Le 4 mars 2016, le groupe Kaynak Holding, dont le chiffre d’affaires annuel atteint 1,5 milliard de dollars, a vu 19 de ses 30 sociétés placées sous tutelle par la justice turque. La holding rassemble notamment des maisons d’édition, des librairies, un réseau de distribution et le groupe de médias Feza qui englobe les journaux Zaman et sa version anglaise, Today’s Zaman, ainsi que la plus grande agence de presse privée, Cihan. Kaynak Holding est soupçonnée de financer le mouvement Gülen, lui-même accusé de « terrorisme » . Cette puissante organisation religieuse, fondée par l’iman Fethullah Gülen, réfugié depuis 1999 aux Etats-Unis, a été longtemps un soutien de l’AKP, avant d’adopter progressivement, depuis 2011, une attitude de plus en plus critique envers le pouvoir turc. Les révélations dans les colonnes du journal Zaman sur les affaires de corruption touchant des proches du président Erdoğan ont été le point de rupture. Déjà, en octobre dernier, en pleine campagne électorale des législatives, Kopa-Izek, un important groupe de medias, avait été mis sous tutelle, les deux chaînes télévisées de cette holding, Bügun TV et Kanal Türk, n’étant pas assez dociles aux yeux du président.
La décision de la mise sous tutelle a été rendue par le 6è juge de paix d’Istanbul, Fevzi Keles, connu pour s’opposer systématiquement aux demandes de remise en liberté des journalistes. Elle permet au gouvernement de faire nommer par une justice complaisante des administrateurs dociles. C’est le cas notamment pour Zaman ( « Le Temps » ), considéré par le président Erdoğan comme le bras médiatique du « groupe terroriste FETÖ » . La ligne éditoriale a changé du jour au lendemain : la « une » du quotidien présente avec un « enthousiasme historique » le président Erdoğan. Rappelons que ce quotidien de centre-droit est, avec un tirage de 650 000 exemplaires, le premier quotidien en termes de diffusion. L’intervention, musclée de la police turque a fait des dizaines de blessés parmi les centaines de manifestants rassemblés devant le siège du quotidien Zaman à Istanbul.

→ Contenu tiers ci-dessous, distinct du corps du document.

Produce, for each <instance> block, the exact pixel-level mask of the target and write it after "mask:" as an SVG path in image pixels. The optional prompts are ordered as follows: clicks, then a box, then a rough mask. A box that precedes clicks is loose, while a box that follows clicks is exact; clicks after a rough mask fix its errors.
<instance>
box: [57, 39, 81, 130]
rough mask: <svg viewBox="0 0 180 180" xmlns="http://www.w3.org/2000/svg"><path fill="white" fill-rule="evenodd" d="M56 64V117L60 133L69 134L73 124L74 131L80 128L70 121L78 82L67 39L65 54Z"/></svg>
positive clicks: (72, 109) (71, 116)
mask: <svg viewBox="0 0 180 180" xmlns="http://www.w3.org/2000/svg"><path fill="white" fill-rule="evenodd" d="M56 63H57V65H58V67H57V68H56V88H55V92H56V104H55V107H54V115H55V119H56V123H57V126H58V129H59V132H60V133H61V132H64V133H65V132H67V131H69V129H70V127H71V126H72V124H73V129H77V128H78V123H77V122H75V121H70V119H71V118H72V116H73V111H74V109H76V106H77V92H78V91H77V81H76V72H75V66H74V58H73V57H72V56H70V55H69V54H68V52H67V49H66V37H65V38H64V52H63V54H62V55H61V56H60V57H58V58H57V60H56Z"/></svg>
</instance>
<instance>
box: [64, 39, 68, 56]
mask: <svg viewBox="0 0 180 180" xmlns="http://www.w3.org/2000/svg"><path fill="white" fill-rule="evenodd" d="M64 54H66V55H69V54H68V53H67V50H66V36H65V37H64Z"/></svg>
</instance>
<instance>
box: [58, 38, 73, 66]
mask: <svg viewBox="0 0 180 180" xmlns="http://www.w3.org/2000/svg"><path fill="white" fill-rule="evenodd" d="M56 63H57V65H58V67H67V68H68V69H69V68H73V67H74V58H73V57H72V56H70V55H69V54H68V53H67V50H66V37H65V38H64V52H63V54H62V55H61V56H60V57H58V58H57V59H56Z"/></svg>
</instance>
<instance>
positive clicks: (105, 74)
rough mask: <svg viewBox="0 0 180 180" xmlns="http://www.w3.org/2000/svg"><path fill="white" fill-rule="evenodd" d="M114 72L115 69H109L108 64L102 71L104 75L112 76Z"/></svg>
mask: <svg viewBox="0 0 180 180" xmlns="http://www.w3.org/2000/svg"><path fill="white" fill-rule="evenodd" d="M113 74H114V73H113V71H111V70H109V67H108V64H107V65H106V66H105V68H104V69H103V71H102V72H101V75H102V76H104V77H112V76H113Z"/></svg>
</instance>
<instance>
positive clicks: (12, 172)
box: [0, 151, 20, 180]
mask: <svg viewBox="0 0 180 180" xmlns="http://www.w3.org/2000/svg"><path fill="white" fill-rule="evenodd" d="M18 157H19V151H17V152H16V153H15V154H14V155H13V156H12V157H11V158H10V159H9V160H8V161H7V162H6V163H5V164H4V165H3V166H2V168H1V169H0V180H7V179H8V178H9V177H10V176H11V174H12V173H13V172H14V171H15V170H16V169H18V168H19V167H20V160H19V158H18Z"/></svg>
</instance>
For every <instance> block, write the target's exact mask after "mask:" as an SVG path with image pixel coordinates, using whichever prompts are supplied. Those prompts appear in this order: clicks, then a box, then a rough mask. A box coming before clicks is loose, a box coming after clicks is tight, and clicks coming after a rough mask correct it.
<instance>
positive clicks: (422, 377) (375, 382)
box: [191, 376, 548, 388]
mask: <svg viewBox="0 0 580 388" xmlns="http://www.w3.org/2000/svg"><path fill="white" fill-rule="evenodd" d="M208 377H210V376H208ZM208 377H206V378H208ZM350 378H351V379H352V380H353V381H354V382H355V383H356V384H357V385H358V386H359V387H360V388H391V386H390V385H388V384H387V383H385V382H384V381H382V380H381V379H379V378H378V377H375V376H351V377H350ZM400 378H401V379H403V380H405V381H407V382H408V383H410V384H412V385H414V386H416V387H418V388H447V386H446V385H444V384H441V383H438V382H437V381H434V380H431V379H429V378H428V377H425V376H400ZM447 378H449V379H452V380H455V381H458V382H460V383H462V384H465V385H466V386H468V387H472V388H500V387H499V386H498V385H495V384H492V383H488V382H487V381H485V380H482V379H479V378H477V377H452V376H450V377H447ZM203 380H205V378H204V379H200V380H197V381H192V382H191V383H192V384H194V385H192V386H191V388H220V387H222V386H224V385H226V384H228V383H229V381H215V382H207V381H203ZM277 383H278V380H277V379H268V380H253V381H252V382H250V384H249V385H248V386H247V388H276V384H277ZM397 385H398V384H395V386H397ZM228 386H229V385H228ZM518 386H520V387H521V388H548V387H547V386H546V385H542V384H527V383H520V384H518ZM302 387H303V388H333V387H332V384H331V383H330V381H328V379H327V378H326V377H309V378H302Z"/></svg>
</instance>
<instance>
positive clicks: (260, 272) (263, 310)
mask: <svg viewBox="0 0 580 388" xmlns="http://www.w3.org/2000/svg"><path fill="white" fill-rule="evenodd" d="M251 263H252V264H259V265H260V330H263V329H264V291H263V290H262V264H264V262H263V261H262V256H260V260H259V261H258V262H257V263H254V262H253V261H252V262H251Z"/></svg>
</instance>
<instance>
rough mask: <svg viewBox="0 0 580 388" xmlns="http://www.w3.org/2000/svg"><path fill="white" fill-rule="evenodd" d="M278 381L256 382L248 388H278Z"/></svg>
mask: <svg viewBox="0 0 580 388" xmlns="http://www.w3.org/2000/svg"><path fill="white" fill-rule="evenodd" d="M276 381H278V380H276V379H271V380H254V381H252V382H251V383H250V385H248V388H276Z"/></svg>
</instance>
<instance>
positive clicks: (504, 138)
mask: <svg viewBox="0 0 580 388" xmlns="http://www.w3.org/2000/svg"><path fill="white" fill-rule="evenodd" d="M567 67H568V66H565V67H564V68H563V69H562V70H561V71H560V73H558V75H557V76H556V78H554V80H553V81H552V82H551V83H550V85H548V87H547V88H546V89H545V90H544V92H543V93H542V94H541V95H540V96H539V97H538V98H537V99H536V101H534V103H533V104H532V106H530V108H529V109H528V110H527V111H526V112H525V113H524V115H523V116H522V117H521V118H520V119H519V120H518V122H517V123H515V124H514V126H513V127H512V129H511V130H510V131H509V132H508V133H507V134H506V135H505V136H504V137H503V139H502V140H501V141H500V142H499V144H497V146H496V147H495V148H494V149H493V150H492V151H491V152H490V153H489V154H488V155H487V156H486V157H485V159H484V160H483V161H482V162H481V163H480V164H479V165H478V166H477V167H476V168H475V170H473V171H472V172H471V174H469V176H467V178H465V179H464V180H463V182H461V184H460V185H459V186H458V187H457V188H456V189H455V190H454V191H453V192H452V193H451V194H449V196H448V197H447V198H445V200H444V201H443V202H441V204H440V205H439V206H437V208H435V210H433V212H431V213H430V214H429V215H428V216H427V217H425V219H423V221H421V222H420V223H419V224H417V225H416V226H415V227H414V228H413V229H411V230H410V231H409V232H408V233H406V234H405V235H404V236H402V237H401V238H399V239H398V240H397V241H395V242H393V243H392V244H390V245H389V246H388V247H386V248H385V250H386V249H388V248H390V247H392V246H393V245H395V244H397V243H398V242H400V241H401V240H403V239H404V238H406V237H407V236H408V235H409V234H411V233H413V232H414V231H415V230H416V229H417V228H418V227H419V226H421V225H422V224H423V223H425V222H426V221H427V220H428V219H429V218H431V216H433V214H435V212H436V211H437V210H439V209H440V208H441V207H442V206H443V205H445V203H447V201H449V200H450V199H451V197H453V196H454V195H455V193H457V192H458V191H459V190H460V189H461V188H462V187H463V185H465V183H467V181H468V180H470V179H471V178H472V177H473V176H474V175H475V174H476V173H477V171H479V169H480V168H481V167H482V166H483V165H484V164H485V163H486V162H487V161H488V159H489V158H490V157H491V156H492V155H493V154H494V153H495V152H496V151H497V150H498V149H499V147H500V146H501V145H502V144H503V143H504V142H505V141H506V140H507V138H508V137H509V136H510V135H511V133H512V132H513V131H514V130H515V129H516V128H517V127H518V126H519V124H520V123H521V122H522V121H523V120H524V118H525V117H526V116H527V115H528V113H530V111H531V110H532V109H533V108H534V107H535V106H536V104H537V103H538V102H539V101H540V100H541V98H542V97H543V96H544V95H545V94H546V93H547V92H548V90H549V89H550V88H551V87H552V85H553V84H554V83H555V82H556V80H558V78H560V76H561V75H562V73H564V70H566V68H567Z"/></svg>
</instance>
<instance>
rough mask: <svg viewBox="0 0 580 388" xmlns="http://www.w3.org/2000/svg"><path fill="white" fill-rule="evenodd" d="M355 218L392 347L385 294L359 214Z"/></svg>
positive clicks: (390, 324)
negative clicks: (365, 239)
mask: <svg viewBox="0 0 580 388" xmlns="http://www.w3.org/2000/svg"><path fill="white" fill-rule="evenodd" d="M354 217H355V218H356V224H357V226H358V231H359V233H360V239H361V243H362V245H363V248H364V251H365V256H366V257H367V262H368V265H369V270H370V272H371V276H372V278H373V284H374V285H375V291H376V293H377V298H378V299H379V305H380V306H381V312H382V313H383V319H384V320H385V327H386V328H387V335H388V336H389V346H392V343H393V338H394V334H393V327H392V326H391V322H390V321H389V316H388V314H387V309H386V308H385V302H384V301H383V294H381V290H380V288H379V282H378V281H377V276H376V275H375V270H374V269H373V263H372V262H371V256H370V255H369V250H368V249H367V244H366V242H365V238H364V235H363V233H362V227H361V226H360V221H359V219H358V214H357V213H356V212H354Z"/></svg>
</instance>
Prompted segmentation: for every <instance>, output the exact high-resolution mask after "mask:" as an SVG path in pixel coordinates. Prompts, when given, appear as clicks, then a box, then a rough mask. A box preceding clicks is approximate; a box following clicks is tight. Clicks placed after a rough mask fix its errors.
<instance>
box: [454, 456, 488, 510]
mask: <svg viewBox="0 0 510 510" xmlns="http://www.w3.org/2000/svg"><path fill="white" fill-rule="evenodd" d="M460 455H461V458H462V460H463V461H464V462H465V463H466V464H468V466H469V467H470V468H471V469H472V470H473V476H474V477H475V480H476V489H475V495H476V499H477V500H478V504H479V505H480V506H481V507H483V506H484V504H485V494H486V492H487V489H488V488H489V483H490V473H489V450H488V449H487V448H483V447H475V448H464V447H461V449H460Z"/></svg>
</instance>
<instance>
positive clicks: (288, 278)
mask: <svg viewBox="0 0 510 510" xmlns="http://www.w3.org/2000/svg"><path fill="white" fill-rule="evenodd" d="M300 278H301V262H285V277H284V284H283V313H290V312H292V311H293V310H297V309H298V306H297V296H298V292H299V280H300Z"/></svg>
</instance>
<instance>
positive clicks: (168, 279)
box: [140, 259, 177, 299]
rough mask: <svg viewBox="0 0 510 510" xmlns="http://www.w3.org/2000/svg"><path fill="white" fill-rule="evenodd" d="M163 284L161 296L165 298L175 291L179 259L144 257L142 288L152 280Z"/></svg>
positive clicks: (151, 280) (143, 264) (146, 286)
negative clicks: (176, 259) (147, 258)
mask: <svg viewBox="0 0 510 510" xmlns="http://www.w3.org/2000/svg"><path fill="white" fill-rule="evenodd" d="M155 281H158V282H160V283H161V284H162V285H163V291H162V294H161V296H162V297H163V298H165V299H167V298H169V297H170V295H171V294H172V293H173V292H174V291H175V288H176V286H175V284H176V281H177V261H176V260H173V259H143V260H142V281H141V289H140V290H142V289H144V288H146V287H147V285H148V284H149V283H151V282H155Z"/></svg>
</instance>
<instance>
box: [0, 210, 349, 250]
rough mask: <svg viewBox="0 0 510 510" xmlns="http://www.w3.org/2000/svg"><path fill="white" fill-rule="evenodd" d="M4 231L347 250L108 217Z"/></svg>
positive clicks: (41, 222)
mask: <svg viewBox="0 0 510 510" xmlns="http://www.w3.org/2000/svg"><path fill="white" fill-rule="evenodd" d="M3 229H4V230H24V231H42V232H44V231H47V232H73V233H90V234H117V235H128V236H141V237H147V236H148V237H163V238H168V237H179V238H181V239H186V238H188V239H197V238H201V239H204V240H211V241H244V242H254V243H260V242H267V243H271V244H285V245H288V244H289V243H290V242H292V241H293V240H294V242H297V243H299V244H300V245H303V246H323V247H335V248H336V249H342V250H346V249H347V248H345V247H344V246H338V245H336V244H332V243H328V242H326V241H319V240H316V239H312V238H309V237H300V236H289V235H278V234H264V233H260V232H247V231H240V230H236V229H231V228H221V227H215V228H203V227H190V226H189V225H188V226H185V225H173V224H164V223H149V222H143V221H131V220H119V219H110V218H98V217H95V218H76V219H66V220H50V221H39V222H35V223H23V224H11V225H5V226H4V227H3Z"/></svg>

Christophe Deloire, le secrétaire général de Reporters sans Frontières (RSF), après avoir rappelé que la Turquie se classe au 149e rang du classement mondial de la liberté de la presse 2015 établi par RSF sur 180 pays, exprime son indignation :
coutumier du fait, le président Recep Tayyip Erdoğan a encore frappé ce vendredi 4 mars en téléguidant le placement sous tutelle judiciaire du grand quotidien Zaman par un tribunal d’Istanbul. L’ingérence du pouvoir présidentiel turc dans les médias est encore montée d’un cran. Il est absolument illégitime et intolérable que, pour tenter de liquider la base politique de la communauté Gülen, Erdoğan instrumentalise la justice pour placer un grand journal sous tutelle. Cette opération idéologique et contraire au droit illustre le fait qu’on passe, avec Erdoğan, d’une dérive autoritaire à une véritable spirale despotique. Non content de jeter des journalistes en prison pour « soutien au terrorisme » ou les faire condamner à de lourdes amendes pour « insulte envers Erdoğan » , le président turc repousse une fois de plus les limites en prenant le contrôle du plus grand quotidien d’opposition du pays.
Jean-Marc Ayrault, le ministre des Affaires étrangères, a jugé lundi 7 mars que la prise de contrôle vendredi dernier par les autorités turques du journal Zaman, principal quotidien du pays et jusque-là critique du pouvoir du président Recep Tayyip Erdogan, n’était « pas acceptable » , rapporte l’agence Reuters :
Jean-Marc Ayrault a déclaré que la mise sous tutelle de Zaman n’était pas acceptable. On ne peut pas vouloir se rapprocher des standards européens et ne pas respecter le pluralisme de la presse. C’est une évidence et on le dit très clairement aux Turcs, a affirmé le ministre français des Affaires étrangères sur France Inter.